5.2 De sociale kwestie
Door armoede werkten ook kinderen in fabrieken (ongezond en gevaarlijk) in 1874 kwam het kinderwetje van Van Houten die fabrieksarbeid voor kinderen onder 12 jaar verbood. Daarnaast nam kinderarbeid af door stijgende lonen, mechanisatie van de landbouw en de leerplichtwet (1900).

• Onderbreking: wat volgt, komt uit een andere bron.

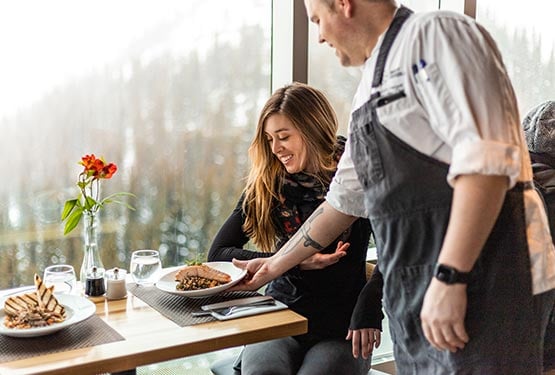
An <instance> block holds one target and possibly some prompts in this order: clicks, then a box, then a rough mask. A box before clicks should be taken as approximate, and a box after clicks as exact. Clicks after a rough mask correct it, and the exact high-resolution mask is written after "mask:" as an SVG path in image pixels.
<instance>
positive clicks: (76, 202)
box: [62, 199, 77, 221]
mask: <svg viewBox="0 0 555 375" xmlns="http://www.w3.org/2000/svg"><path fill="white" fill-rule="evenodd" d="M76 204H77V199H70V200H68V201H66V203H65V204H64V209H63V210H62V221H64V220H65V219H66V217H68V215H69V214H70V213H71V211H72V210H73V208H74V207H75V205H76Z"/></svg>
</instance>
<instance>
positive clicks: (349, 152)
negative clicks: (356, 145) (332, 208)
mask: <svg viewBox="0 0 555 375" xmlns="http://www.w3.org/2000/svg"><path fill="white" fill-rule="evenodd" d="M326 201H327V202H328V203H329V204H330V206H332V207H333V208H335V209H336V210H337V211H339V212H342V213H344V214H346V215H351V216H358V217H368V211H367V210H366V206H365V204H364V191H363V189H362V185H361V184H360V182H359V181H358V177H357V174H356V171H355V167H354V164H353V160H352V159H351V147H350V145H349V141H347V144H346V145H345V152H343V156H341V160H340V161H339V164H338V166H337V172H336V173H335V176H334V178H333V180H332V182H331V184H330V189H329V191H328V193H327V195H326Z"/></svg>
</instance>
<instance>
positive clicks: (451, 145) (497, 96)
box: [412, 16, 523, 186]
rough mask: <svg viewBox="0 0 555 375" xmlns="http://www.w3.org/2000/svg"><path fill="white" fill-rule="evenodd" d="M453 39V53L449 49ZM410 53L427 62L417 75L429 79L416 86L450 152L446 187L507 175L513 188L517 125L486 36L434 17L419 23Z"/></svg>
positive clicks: (513, 99) (504, 77)
mask: <svg viewBox="0 0 555 375" xmlns="http://www.w3.org/2000/svg"><path fill="white" fill-rule="evenodd" d="M444 30H449V33H445V32H444ZM453 35H456V39H455V40H456V41H457V46H458V48H450V47H449V46H450V45H451V44H452V43H453V41H452V40H453V38H455V37H453ZM413 54H414V56H413V58H412V61H425V62H426V63H427V65H426V66H425V67H423V68H422V69H421V70H423V71H425V72H424V73H425V75H426V77H427V78H428V79H426V80H421V81H420V84H418V85H416V86H417V90H418V91H419V92H420V94H421V97H422V98H423V105H424V107H426V109H427V112H428V113H429V115H430V125H431V127H432V128H433V130H434V132H435V133H436V134H437V135H438V137H439V138H440V139H442V140H443V142H445V143H446V144H447V145H448V146H449V147H450V148H451V150H452V153H451V162H450V164H451V166H450V170H449V174H448V177H447V179H448V181H449V183H451V184H452V182H453V180H454V179H455V178H456V177H457V176H458V175H461V174H475V173H478V174H485V175H504V176H507V177H509V180H510V186H513V185H514V184H515V183H516V181H517V180H518V177H519V175H520V172H521V164H522V157H523V156H522V152H521V145H522V134H520V133H521V129H520V121H519V116H518V111H517V110H516V108H517V105H516V98H515V96H514V92H513V90H512V87H511V84H510V81H509V78H508V75H507V72H506V70H505V67H504V65H503V62H502V59H501V56H500V54H499V51H498V50H497V48H496V46H495V43H494V42H493V40H492V39H491V37H490V36H489V34H488V33H487V32H486V31H485V30H484V29H482V28H481V27H480V26H479V25H476V24H475V23H473V22H470V21H468V22H467V21H465V20H464V19H461V18H460V17H450V16H445V17H438V18H436V19H433V20H430V22H428V23H424V25H423V27H422V28H421V30H420V33H419V35H418V37H417V43H416V45H415V51H414V52H413ZM461 82H462V84H461Z"/></svg>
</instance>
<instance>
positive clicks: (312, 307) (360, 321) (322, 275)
mask: <svg viewBox="0 0 555 375" xmlns="http://www.w3.org/2000/svg"><path fill="white" fill-rule="evenodd" d="M309 205H310V207H306V206H305V207H301V210H302V211H305V212H306V214H307V215H309V214H310V213H312V212H313V211H314V209H316V207H317V205H316V206H315V205H314V204H309ZM244 218H245V216H244V213H243V210H242V199H240V200H239V203H238V204H237V206H236V207H235V209H234V211H233V212H232V214H231V216H230V217H229V218H228V219H227V221H226V222H225V223H224V225H223V226H222V227H221V228H220V230H219V232H218V234H217V235H216V237H215V239H214V242H213V243H212V246H211V248H210V251H209V254H208V260H209V261H218V260H219V261H222V260H224V261H229V260H231V259H232V258H236V259H253V258H257V257H269V256H271V255H272V254H271V253H262V252H256V251H250V250H245V249H244V248H243V246H245V244H246V243H247V242H248V241H249V238H248V236H247V235H246V234H245V233H244V231H243V229H242V226H243V223H244ZM304 219H306V218H304ZM347 232H348V233H345V235H346V238H343V240H344V241H345V240H346V241H348V242H350V247H349V249H348V250H347V255H346V256H344V257H343V258H341V260H340V261H339V262H338V263H336V264H333V265H331V266H329V267H326V268H324V269H322V270H310V271H302V270H300V269H299V268H298V267H295V268H293V269H292V270H290V271H288V272H287V273H285V274H284V275H282V276H280V277H278V278H277V279H275V280H274V281H272V282H271V283H270V284H269V285H268V287H267V289H266V294H269V295H272V296H273V297H274V298H276V299H278V300H280V301H282V302H283V303H285V304H286V305H288V306H289V307H290V308H291V309H292V310H294V311H295V312H297V313H299V314H301V315H303V316H305V317H306V318H307V319H308V326H309V328H308V331H309V334H310V335H311V338H316V339H317V338H327V337H337V338H344V337H345V335H346V333H347V330H348V328H349V326H351V328H353V329H358V328H377V329H381V321H382V319H383V313H382V310H381V288H382V285H381V284H380V283H383V281H382V280H381V277H378V279H377V280H374V281H373V282H372V283H368V284H369V285H366V284H367V282H366V275H365V271H366V252H367V249H368V242H369V236H370V232H371V229H370V224H369V222H368V220H366V219H359V220H357V221H356V222H355V223H354V224H353V225H352V226H351V227H350V229H349V230H348V231H347ZM336 248H337V240H336V241H334V242H333V243H332V244H331V245H330V246H328V247H327V248H326V249H325V250H323V251H322V252H324V253H333V252H334V251H335V249H336ZM370 284H372V285H370ZM365 285H366V287H365ZM363 288H365V290H366V291H367V292H366V293H364V299H365V300H361V301H360V302H359V303H358V304H357V299H358V296H359V293H360V292H361V290H362V289H363ZM367 298H373V299H374V300H373V301H368V300H366V299H367ZM355 305H357V308H356V311H355V312H354V313H353V310H355ZM351 315H352V321H351ZM350 322H351V324H350Z"/></svg>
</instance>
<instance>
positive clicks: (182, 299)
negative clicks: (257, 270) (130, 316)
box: [127, 283, 260, 327]
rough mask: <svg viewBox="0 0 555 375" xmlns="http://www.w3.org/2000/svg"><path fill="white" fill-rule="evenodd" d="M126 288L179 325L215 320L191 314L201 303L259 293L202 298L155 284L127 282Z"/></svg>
mask: <svg viewBox="0 0 555 375" xmlns="http://www.w3.org/2000/svg"><path fill="white" fill-rule="evenodd" d="M127 290H128V291H129V292H131V293H132V294H133V295H134V296H136V297H138V298H140V299H141V300H143V301H144V302H146V303H147V304H148V305H149V306H150V307H152V308H153V309H155V310H156V311H158V312H159V313H160V314H162V315H164V316H165V317H166V318H168V319H170V320H171V321H173V322H174V323H175V324H177V325H179V326H180V327H186V326H192V325H195V324H200V323H206V322H211V321H214V320H216V318H214V317H212V316H210V315H208V316H199V317H194V316H192V315H191V313H192V312H193V311H198V310H200V307H201V306H203V305H208V304H212V303H218V302H224V301H229V300H232V299H237V298H245V297H253V296H259V295H260V294H259V293H257V292H246V291H241V292H228V293H219V294H216V295H213V296H209V297H203V298H189V297H184V296H180V295H177V294H171V293H166V292H163V291H161V290H160V289H158V288H156V287H155V286H137V284H135V283H130V284H127Z"/></svg>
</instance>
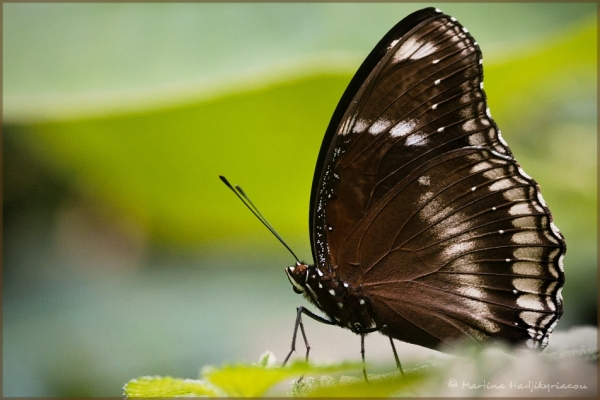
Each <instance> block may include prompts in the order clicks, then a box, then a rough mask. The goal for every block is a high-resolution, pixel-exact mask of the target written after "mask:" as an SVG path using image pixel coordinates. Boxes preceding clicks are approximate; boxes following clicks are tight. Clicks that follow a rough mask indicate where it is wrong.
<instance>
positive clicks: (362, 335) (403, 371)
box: [352, 325, 404, 380]
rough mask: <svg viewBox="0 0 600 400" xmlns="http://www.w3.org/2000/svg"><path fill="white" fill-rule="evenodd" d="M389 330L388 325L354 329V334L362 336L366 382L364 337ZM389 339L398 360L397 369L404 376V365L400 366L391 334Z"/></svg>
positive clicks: (396, 352)
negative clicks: (403, 369) (365, 371)
mask: <svg viewBox="0 0 600 400" xmlns="http://www.w3.org/2000/svg"><path fill="white" fill-rule="evenodd" d="M386 328H387V325H382V326H379V327H375V328H367V329H357V328H355V329H352V331H353V332H354V333H358V334H359V335H360V336H361V353H362V355H363V374H364V375H365V380H366V372H364V362H365V346H364V335H365V334H367V333H371V332H380V331H382V330H384V329H386ZM387 337H388V338H389V339H390V344H391V345H392V351H393V352H394V359H395V360H396V367H397V368H398V370H400V374H402V376H404V371H403V370H402V365H401V364H400V358H399V357H398V352H397V351H396V346H394V341H393V339H392V336H390V334H389V333H388V334H387Z"/></svg>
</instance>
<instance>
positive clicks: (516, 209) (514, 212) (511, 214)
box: [508, 199, 531, 215]
mask: <svg viewBox="0 0 600 400" xmlns="http://www.w3.org/2000/svg"><path fill="white" fill-rule="evenodd" d="M509 200H510V199H509ZM508 213H509V214H510V215H527V214H530V213H531V211H530V208H529V204H527V203H517V204H515V205H514V206H512V207H511V208H510V209H509V210H508Z"/></svg>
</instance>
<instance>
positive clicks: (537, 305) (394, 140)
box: [286, 8, 566, 364]
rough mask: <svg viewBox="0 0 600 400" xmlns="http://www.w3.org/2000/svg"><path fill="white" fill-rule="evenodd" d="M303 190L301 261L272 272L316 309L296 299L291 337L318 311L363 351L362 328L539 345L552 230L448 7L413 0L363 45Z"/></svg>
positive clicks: (327, 129)
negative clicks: (419, 2)
mask: <svg viewBox="0 0 600 400" xmlns="http://www.w3.org/2000/svg"><path fill="white" fill-rule="evenodd" d="M310 199H311V200H310V214H309V215H310V223H309V225H310V238H311V246H312V252H313V256H314V260H315V264H314V265H306V264H303V263H297V264H296V265H294V266H291V267H288V268H287V269H286V273H287V276H288V278H289V280H290V282H291V283H292V285H293V288H294V290H295V291H296V292H299V293H303V294H304V296H305V297H306V298H307V299H308V300H309V301H310V302H311V303H313V304H314V305H316V306H317V307H318V308H319V309H320V310H321V311H323V313H324V314H325V315H326V318H323V317H319V316H317V315H315V314H313V313H311V312H310V311H308V310H307V309H305V308H303V307H301V308H299V312H298V318H297V320H298V322H297V324H296V330H295V333H296V331H297V329H298V326H300V327H302V326H301V325H300V323H301V318H300V316H301V314H306V315H308V316H311V317H313V318H315V317H318V318H316V319H317V320H319V321H321V322H325V323H329V324H331V325H338V326H341V327H344V328H348V329H350V330H351V331H353V332H355V333H357V334H360V335H361V338H362V340H363V342H362V346H363V347H362V352H363V357H364V335H365V334H366V333H369V332H371V331H380V332H381V333H383V334H385V335H387V336H388V337H389V338H390V341H391V343H392V345H393V341H392V339H397V340H400V341H404V342H409V343H413V344H417V345H420V346H424V347H428V348H433V349H437V348H439V347H440V346H442V345H447V344H452V343H454V342H456V341H464V340H467V341H473V342H476V343H481V342H484V341H487V340H490V339H492V340H493V339H500V340H504V341H507V342H510V343H514V344H524V345H525V346H526V347H529V348H544V347H545V346H546V345H547V344H548V339H549V337H550V334H551V333H552V331H553V329H554V327H555V326H556V324H557V322H558V320H559V318H560V317H561V315H562V311H563V300H562V296H561V290H562V287H563V284H564V267H563V258H564V255H565V251H566V245H565V241H564V238H563V236H562V234H561V233H560V231H559V230H558V229H557V228H556V226H555V225H554V223H553V220H552V214H551V213H550V210H549V208H548V206H547V205H546V203H545V202H544V199H543V198H542V195H541V193H540V189H539V187H538V185H537V184H536V182H535V181H534V180H533V179H532V178H531V177H530V176H529V175H527V174H526V173H525V172H524V171H523V169H522V168H521V167H520V165H519V164H518V163H517V161H516V160H515V159H514V157H513V154H512V153H511V151H510V149H509V148H508V145H507V143H506V142H505V140H504V139H503V138H502V136H501V133H500V130H499V129H498V127H497V125H496V123H495V122H494V120H493V119H492V117H491V114H490V110H489V108H488V107H487V105H486V96H485V93H484V90H483V67H482V56H481V51H480V49H479V46H478V44H477V42H476V41H475V40H474V39H473V37H472V36H471V35H470V33H469V32H468V30H467V29H466V28H464V27H463V26H462V25H461V24H460V23H458V22H457V20H456V19H455V18H453V17H450V16H448V15H445V14H443V13H442V12H441V11H440V10H439V9H435V8H425V9H423V10H420V11H417V12H415V13H413V14H411V15H409V16H408V17H406V18H405V19H403V20H402V21H400V22H399V23H398V24H397V25H396V26H395V27H393V28H392V29H391V30H390V31H389V32H388V33H387V34H386V35H385V36H384V37H383V39H381V41H380V42H379V43H378V44H377V45H376V46H375V48H374V49H373V51H372V52H371V53H370V54H369V56H368V57H367V58H366V60H365V61H364V62H363V64H362V65H361V67H360V68H359V69H358V71H357V73H356V75H355V76H354V78H353V79H352V81H351V82H350V84H349V85H348V88H347V89H346V91H345V93H344V94H343V96H342V98H341V100H340V102H339V104H338V106H337V108H336V110H335V112H334V114H333V117H332V119H331V122H330V124H329V126H328V128H327V131H326V133H325V137H324V139H323V143H322V145H321V150H320V152H319V156H318V161H317V167H316V170H315V174H314V180H313V185H312V191H311V197H310ZM294 336H295V335H294ZM394 353H395V349H394ZM290 354H291V352H290ZM288 357H289V355H288ZM396 359H397V357H396ZM398 364H399V362H398Z"/></svg>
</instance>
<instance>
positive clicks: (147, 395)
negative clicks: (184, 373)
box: [123, 376, 221, 398]
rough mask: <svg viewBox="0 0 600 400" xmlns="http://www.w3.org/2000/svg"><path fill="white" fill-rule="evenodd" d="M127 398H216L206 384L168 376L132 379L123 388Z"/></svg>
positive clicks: (219, 394) (206, 384)
mask: <svg viewBox="0 0 600 400" xmlns="http://www.w3.org/2000/svg"><path fill="white" fill-rule="evenodd" d="M123 390H124V391H125V395H126V396H127V397H133V398H139V397H204V396H209V397H218V396H219V395H220V394H221V393H220V392H218V391H217V390H216V389H215V388H213V387H212V386H211V385H210V384H208V383H207V382H204V381H201V380H196V379H175V378H171V377H169V376H165V377H161V376H144V377H141V378H138V379H132V380H130V381H129V382H127V384H126V385H125V386H124V387H123Z"/></svg>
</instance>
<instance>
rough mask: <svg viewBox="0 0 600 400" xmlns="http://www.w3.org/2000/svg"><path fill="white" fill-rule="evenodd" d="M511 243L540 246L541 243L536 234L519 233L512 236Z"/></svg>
mask: <svg viewBox="0 0 600 400" xmlns="http://www.w3.org/2000/svg"><path fill="white" fill-rule="evenodd" d="M511 241H512V242H513V243H516V244H541V243H542V241H541V240H540V237H539V236H538V234H537V233H536V232H533V231H521V232H516V233H514V234H513V235H512V238H511Z"/></svg>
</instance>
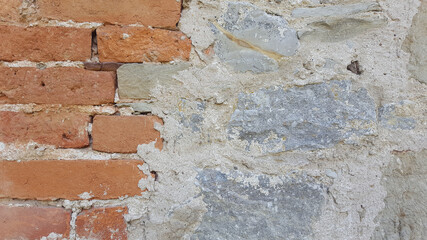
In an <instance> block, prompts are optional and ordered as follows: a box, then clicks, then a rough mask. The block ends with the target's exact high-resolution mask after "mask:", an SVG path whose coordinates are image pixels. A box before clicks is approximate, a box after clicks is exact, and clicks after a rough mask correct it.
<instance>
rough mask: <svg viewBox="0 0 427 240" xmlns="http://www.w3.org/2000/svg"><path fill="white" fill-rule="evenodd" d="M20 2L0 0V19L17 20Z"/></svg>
mask: <svg viewBox="0 0 427 240" xmlns="http://www.w3.org/2000/svg"><path fill="white" fill-rule="evenodd" d="M21 4H22V0H0V6H1V7H0V21H5V22H11V21H18V20H19V7H20V6H21Z"/></svg>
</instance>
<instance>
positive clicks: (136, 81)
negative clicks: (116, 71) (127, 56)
mask: <svg viewBox="0 0 427 240" xmlns="http://www.w3.org/2000/svg"><path fill="white" fill-rule="evenodd" d="M190 66H191V65H190V64H189V63H178V64H149V63H147V64H125V65H123V66H121V67H120V68H119V69H118V70H117V79H118V85H119V96H120V98H124V99H150V98H151V94H150V93H151V90H152V89H153V88H155V87H157V86H163V87H169V86H172V87H179V86H180V82H179V81H177V80H175V79H174V78H173V76H174V75H176V74H177V73H178V72H179V71H182V70H185V69H187V68H189V67H190Z"/></svg>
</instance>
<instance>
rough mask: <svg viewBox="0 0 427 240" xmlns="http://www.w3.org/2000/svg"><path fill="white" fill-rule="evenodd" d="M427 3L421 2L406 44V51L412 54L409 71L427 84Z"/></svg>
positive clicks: (425, 2)
mask: <svg viewBox="0 0 427 240" xmlns="http://www.w3.org/2000/svg"><path fill="white" fill-rule="evenodd" d="M426 26H427V2H426V1H421V6H420V7H419V10H418V13H417V14H416V15H415V16H414V18H413V20H412V26H411V29H410V31H409V34H408V36H407V37H406V40H405V42H404V49H405V50H406V51H407V52H409V53H411V58H410V62H409V65H408V70H409V71H410V72H411V73H412V76H413V77H414V78H415V79H417V80H418V81H420V82H422V83H426V84H427V27H426Z"/></svg>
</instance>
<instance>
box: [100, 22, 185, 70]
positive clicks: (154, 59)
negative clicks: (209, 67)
mask: <svg viewBox="0 0 427 240" xmlns="http://www.w3.org/2000/svg"><path fill="white" fill-rule="evenodd" d="M96 32H97V34H98V51H99V60H100V61H101V62H127V63H128V62H170V61H173V60H188V59H189V57H190V50H191V40H190V39H189V38H187V37H186V36H185V35H184V34H183V33H181V32H178V31H169V30H164V29H152V28H148V27H119V26H112V25H110V26H104V27H100V28H98V29H97V30H96Z"/></svg>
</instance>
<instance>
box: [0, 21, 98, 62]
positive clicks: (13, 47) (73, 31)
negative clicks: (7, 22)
mask: <svg viewBox="0 0 427 240" xmlns="http://www.w3.org/2000/svg"><path fill="white" fill-rule="evenodd" d="M0 38H1V41H0V60H3V61H17V60H29V61H65V60H71V61H85V60H87V59H89V58H90V57H91V41H92V30H91V29H85V28H68V27H28V28H26V27H19V26H6V25H0Z"/></svg>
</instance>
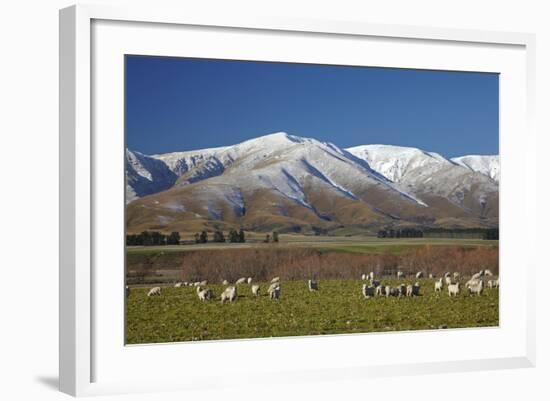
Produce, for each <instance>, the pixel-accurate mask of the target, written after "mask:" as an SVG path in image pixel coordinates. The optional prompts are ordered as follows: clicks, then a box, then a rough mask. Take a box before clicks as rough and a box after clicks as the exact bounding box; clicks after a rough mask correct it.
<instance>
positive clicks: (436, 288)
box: [434, 277, 443, 292]
mask: <svg viewBox="0 0 550 401" xmlns="http://www.w3.org/2000/svg"><path fill="white" fill-rule="evenodd" d="M442 290H443V278H442V277H441V278H440V279H439V280H437V281H436V282H435V284H434V291H435V292H441V291H442Z"/></svg>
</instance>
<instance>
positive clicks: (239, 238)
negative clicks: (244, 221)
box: [239, 228, 246, 242]
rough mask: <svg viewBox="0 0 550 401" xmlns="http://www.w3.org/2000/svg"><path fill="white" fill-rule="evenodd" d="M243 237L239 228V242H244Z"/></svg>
mask: <svg viewBox="0 0 550 401" xmlns="http://www.w3.org/2000/svg"><path fill="white" fill-rule="evenodd" d="M245 241H246V240H245V238H244V230H243V229H242V228H241V229H240V230H239V242H245Z"/></svg>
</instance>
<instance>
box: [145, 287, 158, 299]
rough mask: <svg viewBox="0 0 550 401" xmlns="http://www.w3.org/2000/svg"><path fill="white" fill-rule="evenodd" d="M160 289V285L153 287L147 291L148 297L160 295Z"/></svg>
mask: <svg viewBox="0 0 550 401" xmlns="http://www.w3.org/2000/svg"><path fill="white" fill-rule="evenodd" d="M160 292H161V289H160V287H153V288H151V289H150V290H149V292H148V293H147V296H148V297H154V296H160Z"/></svg>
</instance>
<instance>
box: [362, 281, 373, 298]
mask: <svg viewBox="0 0 550 401" xmlns="http://www.w3.org/2000/svg"><path fill="white" fill-rule="evenodd" d="M363 296H364V297H365V298H370V297H374V287H373V286H372V285H367V284H363Z"/></svg>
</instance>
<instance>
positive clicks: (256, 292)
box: [252, 284, 260, 296]
mask: <svg viewBox="0 0 550 401" xmlns="http://www.w3.org/2000/svg"><path fill="white" fill-rule="evenodd" d="M252 294H254V295H255V296H259V295H260V286H259V285H257V284H255V285H253V286H252Z"/></svg>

De rijke burgerij profiteerde van de industriële revolutie. Onder arbeiders was veel ellende: kinderarbeid, slechte woonomstandigheden, lage lonen, lange werkdagen, gevaarlijke machines, gemakkelijk ontslagen, geen inkomen bij ziekte of ongevallen. Dit wordt de sociale kwestie genoemd.
Zieken, ouden en invaliden waren aangewezen op kerkelijke armenzorg Ze konden daar geld en brood krijgen.
Werknemers richtten organisatie op om voor hun belangen op te komen, deze vakbonden dwongen bij werkgevers betere arbeidsomstandigheden af.
Na 1889 werden sociale wetten gemaakt die de zwakkere mens beschermden: uitkering bij ongevallen, minimumeisen voor woningen, leerplicht voor kinderen.